We are making great progress in our scoping review of frameworks describing health inequalities in observational public health research (protocol). We shared some of our early results with UCL Institute of Child Health Implementation Science Special Interest Group (SIG) last week, and an interesting question came up: what makes a theory or conceptual framework “new”?
It sounds like an obvious question. Most of the time, what we call “new” is really an adaptation — a shift, an extension, a remix of existing framework. We might add or remove an extra domain, a new component, a contextual layer specific to a certain analytical context. For instance, in public health we’ve seen countless expansions of existing frameworks to include social determinants of health (SDoH). These extensions are not necessarily understood as “new models,” but are variations — important and sometimes transformative, yet still anchored in the same conceptual roots. When does adaptation tip into originality? When does a reconfiguration become a new theory rather than a new setting for an old idea? And most importantly, why does it matter?
What tipped my thinking further was this LinkedIn post (Yes! – The new academic Twitter! ) by Dr Erica Thompson, as I quote:
Structural responsibility for model ownership, evaluation/validation and ongoing model maintenance and model risk management in large organisations/systems seems to me to be an increasingly urgent area to address…
Originality becomes important important – as it implies some level of ownership, but mostly ongoing responsibility of model (theoretical) evaluation, maintenance and validation. On the flip side, as an academic community, one could argue that once a piece of information/knowledge/idea is shared, it is then the shared responsibility of all who engages in the space to maintain or refute. Probably not too similar to the replication crisis – where there is a spike of p=.05 effects – I could also expect an iceberg of theories/models/frameworks that fail to achieve their purpose. (but what are their purposes?
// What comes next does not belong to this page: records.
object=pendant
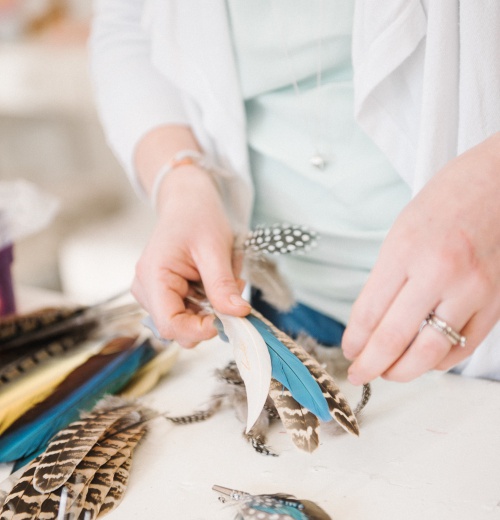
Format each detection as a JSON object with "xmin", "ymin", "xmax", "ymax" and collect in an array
[{"xmin": 310, "ymin": 154, "xmax": 327, "ymax": 170}]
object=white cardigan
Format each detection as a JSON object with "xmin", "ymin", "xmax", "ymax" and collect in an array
[{"xmin": 90, "ymin": 0, "xmax": 500, "ymax": 379}]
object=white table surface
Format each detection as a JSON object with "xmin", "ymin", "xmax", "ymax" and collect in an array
[
  {"xmin": 2, "ymin": 291, "xmax": 500, "ymax": 519},
  {"xmin": 103, "ymin": 339, "xmax": 500, "ymax": 520}
]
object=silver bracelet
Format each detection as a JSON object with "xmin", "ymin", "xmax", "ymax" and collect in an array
[{"xmin": 150, "ymin": 150, "xmax": 215, "ymax": 210}]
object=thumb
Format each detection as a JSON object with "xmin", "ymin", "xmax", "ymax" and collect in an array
[{"xmin": 199, "ymin": 255, "xmax": 250, "ymax": 316}]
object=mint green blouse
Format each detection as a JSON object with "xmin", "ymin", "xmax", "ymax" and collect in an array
[{"xmin": 227, "ymin": 0, "xmax": 411, "ymax": 324}]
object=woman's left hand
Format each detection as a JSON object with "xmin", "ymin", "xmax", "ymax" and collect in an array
[{"xmin": 342, "ymin": 132, "xmax": 500, "ymax": 384}]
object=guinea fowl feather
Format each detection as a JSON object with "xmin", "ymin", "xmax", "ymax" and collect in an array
[{"xmin": 212, "ymin": 485, "xmax": 332, "ymax": 520}]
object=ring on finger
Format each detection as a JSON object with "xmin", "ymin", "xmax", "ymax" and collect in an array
[{"xmin": 422, "ymin": 312, "xmax": 467, "ymax": 348}]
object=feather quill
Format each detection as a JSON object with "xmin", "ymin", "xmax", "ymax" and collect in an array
[
  {"xmin": 245, "ymin": 314, "xmax": 331, "ymax": 423},
  {"xmin": 213, "ymin": 313, "xmax": 272, "ymax": 432},
  {"xmin": 0, "ymin": 336, "xmax": 156, "ymax": 464}
]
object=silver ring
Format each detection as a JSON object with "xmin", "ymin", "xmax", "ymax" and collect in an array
[{"xmin": 423, "ymin": 312, "xmax": 467, "ymax": 348}]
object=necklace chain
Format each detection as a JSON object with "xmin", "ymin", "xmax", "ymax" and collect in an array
[{"xmin": 271, "ymin": 0, "xmax": 328, "ymax": 170}]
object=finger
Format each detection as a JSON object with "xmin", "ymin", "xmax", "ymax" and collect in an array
[
  {"xmin": 342, "ymin": 256, "xmax": 407, "ymax": 361},
  {"xmin": 436, "ymin": 304, "xmax": 500, "ymax": 371},
  {"xmin": 197, "ymin": 249, "xmax": 251, "ymax": 316},
  {"xmin": 346, "ymin": 276, "xmax": 439, "ymax": 385},
  {"xmin": 382, "ymin": 298, "xmax": 472, "ymax": 381},
  {"xmin": 144, "ymin": 269, "xmax": 217, "ymax": 345}
]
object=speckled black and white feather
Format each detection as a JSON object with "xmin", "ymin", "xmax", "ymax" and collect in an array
[{"xmin": 243, "ymin": 224, "xmax": 318, "ymax": 256}]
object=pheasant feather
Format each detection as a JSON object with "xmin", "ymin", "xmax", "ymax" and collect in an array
[
  {"xmin": 98, "ymin": 456, "xmax": 132, "ymax": 517},
  {"xmin": 0, "ymin": 330, "xmax": 92, "ymax": 388},
  {"xmin": 0, "ymin": 397, "xmax": 153, "ymax": 520},
  {"xmin": 33, "ymin": 401, "xmax": 141, "ymax": 493},
  {"xmin": 0, "ymin": 293, "xmax": 141, "ymax": 354}
]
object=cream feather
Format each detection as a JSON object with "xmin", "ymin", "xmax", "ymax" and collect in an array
[
  {"xmin": 0, "ymin": 340, "xmax": 102, "ymax": 435},
  {"xmin": 119, "ymin": 342, "xmax": 180, "ymax": 398},
  {"xmin": 213, "ymin": 312, "xmax": 272, "ymax": 433}
]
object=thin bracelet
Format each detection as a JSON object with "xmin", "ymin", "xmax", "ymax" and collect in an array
[{"xmin": 150, "ymin": 150, "xmax": 213, "ymax": 210}]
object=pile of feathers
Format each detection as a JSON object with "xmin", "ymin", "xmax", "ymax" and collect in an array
[
  {"xmin": 0, "ymin": 223, "xmax": 371, "ymax": 520},
  {"xmin": 0, "ymin": 294, "xmax": 178, "ymax": 519}
]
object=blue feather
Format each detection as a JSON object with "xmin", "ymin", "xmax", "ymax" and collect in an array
[
  {"xmin": 245, "ymin": 495, "xmax": 308, "ymax": 519},
  {"xmin": 0, "ymin": 338, "xmax": 156, "ymax": 465},
  {"xmin": 245, "ymin": 314, "xmax": 331, "ymax": 422}
]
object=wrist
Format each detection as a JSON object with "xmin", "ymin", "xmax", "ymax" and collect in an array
[
  {"xmin": 150, "ymin": 150, "xmax": 225, "ymax": 211},
  {"xmin": 155, "ymin": 164, "xmax": 218, "ymax": 210}
]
This very nice paper highlighted 7 of them!)

Back to the notion of what makes a model/framework “new” – Perhaps the answer lies not in the number of components added, but in the idea that underlies the model.
Take the SDoH framework from the WHO — a conceptual umbrella so broad that nearly any factor affecting health can be tucked underneath. It’s undeniably powerful, but also absorbent. Compare that to Andersen’s Behavioural Model of Health Services Use, which focuses on access: predisposing, enabling, and need factors shaping health service utilisation. Both speak to inequities, but they come from different conceptual spaces.
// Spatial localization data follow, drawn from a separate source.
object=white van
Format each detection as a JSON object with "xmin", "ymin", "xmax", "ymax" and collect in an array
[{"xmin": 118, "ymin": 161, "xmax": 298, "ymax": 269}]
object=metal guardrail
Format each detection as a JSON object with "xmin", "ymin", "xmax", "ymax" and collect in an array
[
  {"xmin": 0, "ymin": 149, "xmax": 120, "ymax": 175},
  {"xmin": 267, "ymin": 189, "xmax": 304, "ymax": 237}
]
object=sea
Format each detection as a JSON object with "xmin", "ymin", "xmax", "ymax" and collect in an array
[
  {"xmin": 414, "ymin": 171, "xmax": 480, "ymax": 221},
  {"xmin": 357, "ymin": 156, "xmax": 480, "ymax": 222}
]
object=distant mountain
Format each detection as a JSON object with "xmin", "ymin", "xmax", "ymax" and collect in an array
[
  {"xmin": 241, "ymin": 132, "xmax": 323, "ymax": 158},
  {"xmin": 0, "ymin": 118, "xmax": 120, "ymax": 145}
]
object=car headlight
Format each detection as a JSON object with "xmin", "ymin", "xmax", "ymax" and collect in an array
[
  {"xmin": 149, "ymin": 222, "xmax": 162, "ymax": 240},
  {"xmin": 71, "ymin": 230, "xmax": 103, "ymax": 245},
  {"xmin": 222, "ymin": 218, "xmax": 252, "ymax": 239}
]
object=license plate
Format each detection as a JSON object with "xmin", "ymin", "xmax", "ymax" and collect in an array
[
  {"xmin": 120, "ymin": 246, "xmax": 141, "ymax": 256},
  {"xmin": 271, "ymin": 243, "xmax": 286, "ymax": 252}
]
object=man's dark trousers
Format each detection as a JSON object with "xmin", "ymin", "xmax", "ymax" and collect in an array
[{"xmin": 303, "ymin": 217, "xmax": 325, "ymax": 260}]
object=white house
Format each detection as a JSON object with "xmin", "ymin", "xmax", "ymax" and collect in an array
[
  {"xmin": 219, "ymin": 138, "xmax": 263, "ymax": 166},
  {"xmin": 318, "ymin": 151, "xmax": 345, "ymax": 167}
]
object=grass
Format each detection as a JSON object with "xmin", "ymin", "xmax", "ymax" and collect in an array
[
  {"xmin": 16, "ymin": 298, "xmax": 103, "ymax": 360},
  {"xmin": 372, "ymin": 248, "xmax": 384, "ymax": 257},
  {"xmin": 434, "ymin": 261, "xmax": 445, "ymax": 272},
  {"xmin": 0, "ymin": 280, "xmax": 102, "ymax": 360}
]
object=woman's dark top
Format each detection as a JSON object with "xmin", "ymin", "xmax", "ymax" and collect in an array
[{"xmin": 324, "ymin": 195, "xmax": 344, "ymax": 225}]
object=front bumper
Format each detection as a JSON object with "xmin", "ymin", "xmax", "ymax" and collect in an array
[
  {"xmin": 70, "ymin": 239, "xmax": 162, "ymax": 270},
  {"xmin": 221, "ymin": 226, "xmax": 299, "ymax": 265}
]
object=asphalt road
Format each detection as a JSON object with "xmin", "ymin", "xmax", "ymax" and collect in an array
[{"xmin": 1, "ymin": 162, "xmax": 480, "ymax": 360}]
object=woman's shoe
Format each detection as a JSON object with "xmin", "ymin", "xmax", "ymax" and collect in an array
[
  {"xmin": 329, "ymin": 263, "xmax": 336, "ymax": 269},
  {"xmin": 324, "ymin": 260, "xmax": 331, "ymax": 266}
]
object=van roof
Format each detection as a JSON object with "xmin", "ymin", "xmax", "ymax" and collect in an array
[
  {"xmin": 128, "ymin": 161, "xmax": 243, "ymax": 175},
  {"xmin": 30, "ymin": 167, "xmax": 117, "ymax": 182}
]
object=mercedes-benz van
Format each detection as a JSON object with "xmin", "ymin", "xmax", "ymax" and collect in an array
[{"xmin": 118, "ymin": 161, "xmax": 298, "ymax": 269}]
Then contrast those with Link and Phelan’s Fundamental Cause Theory — a framework born from a different philosophical stance altogether, one that resists being easily blended into SDoH. It argues that social conditions are not just one set of determinants among many; they are the persistent, structural roots that reproduce health inequalities even when mechanisms change.
In this light, the dominance of SDoH in public health science can have a kind of blender effect — pulling diverse frameworks into its orbit and smoothing over the conceptual distinctions that once made them powerful.
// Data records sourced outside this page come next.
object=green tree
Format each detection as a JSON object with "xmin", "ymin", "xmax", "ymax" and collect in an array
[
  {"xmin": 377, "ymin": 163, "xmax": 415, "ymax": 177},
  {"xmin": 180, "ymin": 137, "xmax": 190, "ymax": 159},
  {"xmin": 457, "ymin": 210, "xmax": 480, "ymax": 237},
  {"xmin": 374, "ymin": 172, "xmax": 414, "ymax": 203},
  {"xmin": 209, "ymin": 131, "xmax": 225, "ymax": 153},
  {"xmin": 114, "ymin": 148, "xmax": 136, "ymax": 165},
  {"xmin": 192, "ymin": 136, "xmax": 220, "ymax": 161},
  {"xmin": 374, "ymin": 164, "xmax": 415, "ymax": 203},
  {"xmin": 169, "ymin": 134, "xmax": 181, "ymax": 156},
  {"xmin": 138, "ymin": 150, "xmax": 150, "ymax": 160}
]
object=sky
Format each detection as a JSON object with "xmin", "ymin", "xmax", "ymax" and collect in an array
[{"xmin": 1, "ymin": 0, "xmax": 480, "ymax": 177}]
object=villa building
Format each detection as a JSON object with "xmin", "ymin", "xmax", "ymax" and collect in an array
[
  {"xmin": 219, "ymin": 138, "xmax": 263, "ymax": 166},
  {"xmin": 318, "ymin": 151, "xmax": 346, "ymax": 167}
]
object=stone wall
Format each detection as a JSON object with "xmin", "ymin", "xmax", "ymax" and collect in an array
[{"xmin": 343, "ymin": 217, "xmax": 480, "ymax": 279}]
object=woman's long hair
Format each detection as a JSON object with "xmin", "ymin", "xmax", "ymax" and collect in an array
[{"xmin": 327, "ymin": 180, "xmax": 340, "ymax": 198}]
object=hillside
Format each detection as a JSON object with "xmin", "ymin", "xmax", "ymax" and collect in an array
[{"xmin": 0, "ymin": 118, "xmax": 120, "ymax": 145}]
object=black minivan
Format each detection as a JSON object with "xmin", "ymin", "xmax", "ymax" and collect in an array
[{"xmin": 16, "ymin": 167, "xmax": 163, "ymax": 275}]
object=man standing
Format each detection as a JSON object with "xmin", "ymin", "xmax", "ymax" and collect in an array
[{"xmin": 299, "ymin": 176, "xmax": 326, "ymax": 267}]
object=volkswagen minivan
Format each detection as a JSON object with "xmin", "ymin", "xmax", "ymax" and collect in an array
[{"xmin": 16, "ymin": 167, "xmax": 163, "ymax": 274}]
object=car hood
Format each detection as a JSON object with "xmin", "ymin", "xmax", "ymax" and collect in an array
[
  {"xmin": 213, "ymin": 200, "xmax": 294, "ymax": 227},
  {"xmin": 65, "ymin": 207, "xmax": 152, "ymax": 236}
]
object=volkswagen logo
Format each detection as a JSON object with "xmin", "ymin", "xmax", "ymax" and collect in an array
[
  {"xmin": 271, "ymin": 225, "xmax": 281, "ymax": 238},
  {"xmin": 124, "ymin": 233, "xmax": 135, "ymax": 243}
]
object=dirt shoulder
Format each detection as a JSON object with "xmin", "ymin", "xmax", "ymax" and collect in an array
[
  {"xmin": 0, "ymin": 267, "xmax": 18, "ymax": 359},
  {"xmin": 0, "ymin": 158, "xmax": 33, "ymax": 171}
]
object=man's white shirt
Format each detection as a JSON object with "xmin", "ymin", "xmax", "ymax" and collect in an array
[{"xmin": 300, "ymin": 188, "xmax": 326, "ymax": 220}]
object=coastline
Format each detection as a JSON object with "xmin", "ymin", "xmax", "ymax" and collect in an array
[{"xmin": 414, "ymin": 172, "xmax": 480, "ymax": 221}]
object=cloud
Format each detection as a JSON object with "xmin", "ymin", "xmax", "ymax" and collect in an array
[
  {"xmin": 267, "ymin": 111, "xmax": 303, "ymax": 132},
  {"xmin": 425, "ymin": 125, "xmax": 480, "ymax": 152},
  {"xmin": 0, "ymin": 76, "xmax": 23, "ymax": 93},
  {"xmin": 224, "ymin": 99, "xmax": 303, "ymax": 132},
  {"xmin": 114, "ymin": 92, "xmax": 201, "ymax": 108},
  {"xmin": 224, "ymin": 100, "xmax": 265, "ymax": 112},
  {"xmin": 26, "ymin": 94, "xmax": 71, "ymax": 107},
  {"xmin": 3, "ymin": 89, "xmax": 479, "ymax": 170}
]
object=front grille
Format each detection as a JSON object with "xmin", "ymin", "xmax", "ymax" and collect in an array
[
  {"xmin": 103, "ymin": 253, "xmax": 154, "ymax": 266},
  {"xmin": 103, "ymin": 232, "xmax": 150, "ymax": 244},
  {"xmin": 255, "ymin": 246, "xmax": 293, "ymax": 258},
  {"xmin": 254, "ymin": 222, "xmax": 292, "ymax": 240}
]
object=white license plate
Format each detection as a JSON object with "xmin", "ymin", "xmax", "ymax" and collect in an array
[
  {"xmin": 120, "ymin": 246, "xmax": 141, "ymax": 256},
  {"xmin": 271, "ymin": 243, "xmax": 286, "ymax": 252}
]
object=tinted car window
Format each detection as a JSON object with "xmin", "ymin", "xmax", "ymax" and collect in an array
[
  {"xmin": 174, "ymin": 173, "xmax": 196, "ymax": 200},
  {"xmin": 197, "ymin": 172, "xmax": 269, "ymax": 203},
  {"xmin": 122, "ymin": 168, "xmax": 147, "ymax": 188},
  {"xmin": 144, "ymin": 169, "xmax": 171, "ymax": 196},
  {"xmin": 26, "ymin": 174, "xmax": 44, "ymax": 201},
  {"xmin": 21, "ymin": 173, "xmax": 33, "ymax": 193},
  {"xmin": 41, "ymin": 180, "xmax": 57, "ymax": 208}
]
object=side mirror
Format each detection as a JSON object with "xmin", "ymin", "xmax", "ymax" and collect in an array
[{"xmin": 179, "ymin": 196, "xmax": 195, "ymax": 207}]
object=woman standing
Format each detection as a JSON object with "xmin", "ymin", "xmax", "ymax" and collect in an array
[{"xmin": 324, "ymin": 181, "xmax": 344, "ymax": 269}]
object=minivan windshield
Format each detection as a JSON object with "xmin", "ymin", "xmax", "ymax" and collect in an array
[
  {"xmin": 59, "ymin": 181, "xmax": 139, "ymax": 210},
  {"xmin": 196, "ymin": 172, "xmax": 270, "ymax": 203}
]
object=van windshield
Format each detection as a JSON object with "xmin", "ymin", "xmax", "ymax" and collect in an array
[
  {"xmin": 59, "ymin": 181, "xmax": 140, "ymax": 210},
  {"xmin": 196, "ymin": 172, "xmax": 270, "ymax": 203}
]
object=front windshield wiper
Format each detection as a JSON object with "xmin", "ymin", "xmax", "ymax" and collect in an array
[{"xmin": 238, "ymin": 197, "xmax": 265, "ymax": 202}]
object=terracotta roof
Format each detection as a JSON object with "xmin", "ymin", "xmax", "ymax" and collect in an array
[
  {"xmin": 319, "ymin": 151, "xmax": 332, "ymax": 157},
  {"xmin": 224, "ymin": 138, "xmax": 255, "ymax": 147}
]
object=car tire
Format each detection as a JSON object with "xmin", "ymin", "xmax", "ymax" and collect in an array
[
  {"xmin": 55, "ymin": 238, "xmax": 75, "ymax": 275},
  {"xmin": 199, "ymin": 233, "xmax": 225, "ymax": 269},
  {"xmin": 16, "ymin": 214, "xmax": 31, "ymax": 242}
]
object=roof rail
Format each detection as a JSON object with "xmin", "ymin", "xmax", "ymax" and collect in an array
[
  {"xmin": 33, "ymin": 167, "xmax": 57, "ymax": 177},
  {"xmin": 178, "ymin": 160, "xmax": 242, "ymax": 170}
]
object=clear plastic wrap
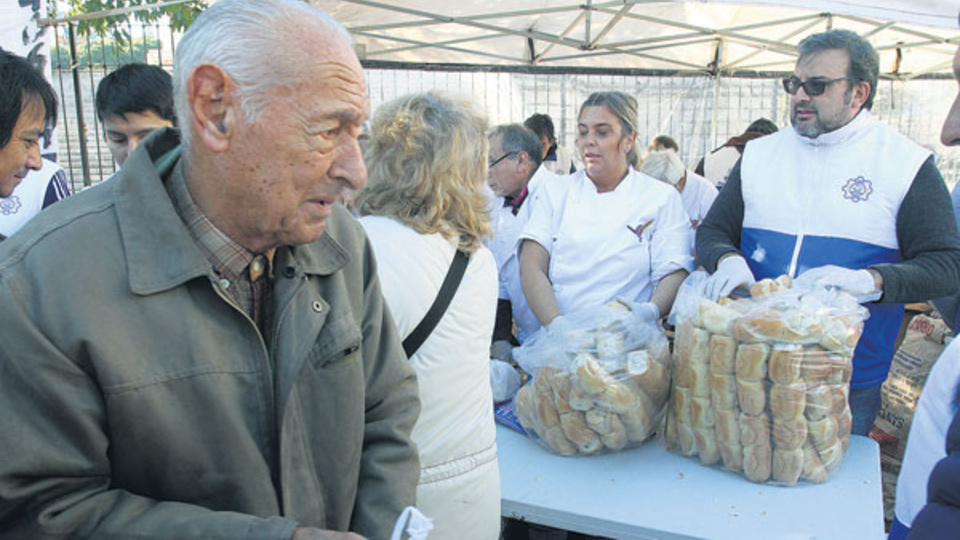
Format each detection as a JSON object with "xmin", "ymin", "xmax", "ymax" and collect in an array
[
  {"xmin": 510, "ymin": 303, "xmax": 671, "ymax": 456},
  {"xmin": 663, "ymin": 270, "xmax": 868, "ymax": 484}
]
Meanwhile, we see a pendulum effect: theory and empirical research swinging apart. On one end, population health frameworks focus on structures and systems; on the other, individual-level behaviour models persist, often divorced from the macro contexts they operate within. Bringing these worlds together — harmonising the individual and the structural — is both intellectually challenging and practically necessary for meaningful intervention evaluation. However, there is this mismatch of spatial and temporal resolution of the effects that are operating at and across these levels. (hmm feels like a bigger idea is brewing…)
And yet, theory is not only a scaffold for model-building. As others in the discussion pointed out, theory should not be reduced to a checklist or a legitimacy badge. Too often, there’s a quiet academic anxiety: if we say we used the SDoH model, have we ticked the equity box? Implementation scientists know this trap well. Theories can clarify, but they can also constrain. We want them to guide, not to rubber-stamp. A truly new theory, perhaps, is one that opens up new lines of enquiry rather than closes them off.
So maybe “newness” isn’t about novelty for its own sake. It’s about conceptual movement: when the underlying logic shifts, when the philosophical footing changes, when we begin to ask different kinds of questions — not just add more boxes to the framework.